Nazi Drum Made From Torah Scroll Is Preserved

Image by courtesy of from the depths
A Holocaust commemoration group brought from Poland to Israel a drum that was made out of a Torah scroll and belonged to a Nazi sympathizer.
The drum was found last month by volunteers of the From The Depths organization in the basement of a man who lived in a village near the central Polish city of Lodz, and whose estate was put on sale.
The volunteers came to the sale after hearing that the objects belonging to the man, a former member of the Nazi Hitler Youth movement, contained several that were connected to Jews.
Jonny Daniels, the Israeli founder of From The Depths, bought the drum and, after consulting with the Israeli chief rabbinate on how it should be treated in view of religious laws on handling Holy Scripture, decided to incorporate it into a traveling exhibition the group is preparing this year.

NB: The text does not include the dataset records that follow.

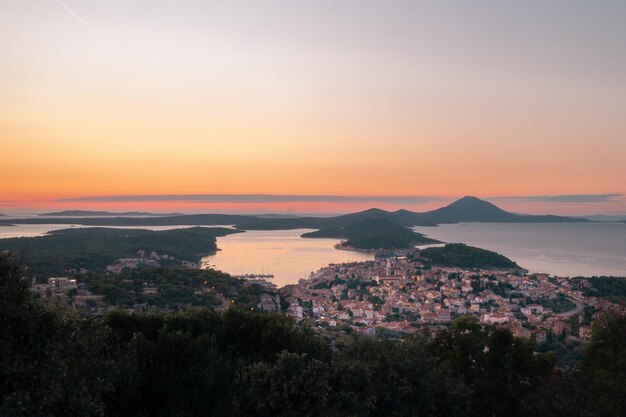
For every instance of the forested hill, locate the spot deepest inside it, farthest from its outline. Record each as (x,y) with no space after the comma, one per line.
(95,248)
(463,256)
(197,362)
(467,209)
(375,233)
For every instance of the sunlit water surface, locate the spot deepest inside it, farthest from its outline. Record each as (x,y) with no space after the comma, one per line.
(282,253)
(563,249)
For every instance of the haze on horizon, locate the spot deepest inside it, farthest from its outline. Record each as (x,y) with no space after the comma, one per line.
(521,103)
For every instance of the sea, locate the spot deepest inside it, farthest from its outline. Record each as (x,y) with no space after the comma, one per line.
(561,249)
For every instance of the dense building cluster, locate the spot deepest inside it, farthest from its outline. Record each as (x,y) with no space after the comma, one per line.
(401,294)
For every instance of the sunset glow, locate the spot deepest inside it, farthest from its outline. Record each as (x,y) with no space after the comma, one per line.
(316,98)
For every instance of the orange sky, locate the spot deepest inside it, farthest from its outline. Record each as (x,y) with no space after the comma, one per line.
(315,98)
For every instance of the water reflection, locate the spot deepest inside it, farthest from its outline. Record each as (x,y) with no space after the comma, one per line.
(282,253)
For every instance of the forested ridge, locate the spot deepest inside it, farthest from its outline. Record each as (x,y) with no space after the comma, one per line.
(196,362)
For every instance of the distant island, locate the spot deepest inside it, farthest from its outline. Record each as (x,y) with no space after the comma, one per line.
(459,255)
(94,249)
(90,213)
(466,209)
(375,233)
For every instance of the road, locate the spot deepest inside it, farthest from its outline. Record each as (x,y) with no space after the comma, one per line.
(579,308)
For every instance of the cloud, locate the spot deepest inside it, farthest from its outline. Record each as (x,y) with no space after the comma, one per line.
(253,198)
(566,198)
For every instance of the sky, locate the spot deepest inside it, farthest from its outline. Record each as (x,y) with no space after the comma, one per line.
(147,104)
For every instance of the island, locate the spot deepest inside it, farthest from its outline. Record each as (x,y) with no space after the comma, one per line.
(372,234)
(460,255)
(77,250)
(89,213)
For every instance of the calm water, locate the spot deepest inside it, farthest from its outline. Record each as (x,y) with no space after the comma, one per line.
(556,248)
(559,249)
(282,253)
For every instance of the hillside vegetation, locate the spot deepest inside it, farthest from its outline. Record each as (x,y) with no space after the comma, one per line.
(463,256)
(240,363)
(95,248)
(374,233)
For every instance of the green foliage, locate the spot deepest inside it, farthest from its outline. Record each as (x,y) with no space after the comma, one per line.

Daniels said the segment of parchment that was used to make the drum is “incredibly well preserved.” It likely came from one of the many synagogues that serviced the area’s Jewish communities, which before the Holocaust had tens of thousands of members.
“During the war all the synagogues were destroyed and no one knew what happened to the Torah scrolls,” Daniels said. “After 70 years, the generations of survivors are leaving us too fast, now we become responsible to carry on this memory.”
The action was carried out in memory of the family of Joe Levkovitch — a Poland-born, 88-year-old Jew whose parents, among other relatives, were murdered in the Belzec death camp and who last July immigrated from Canada to Israel.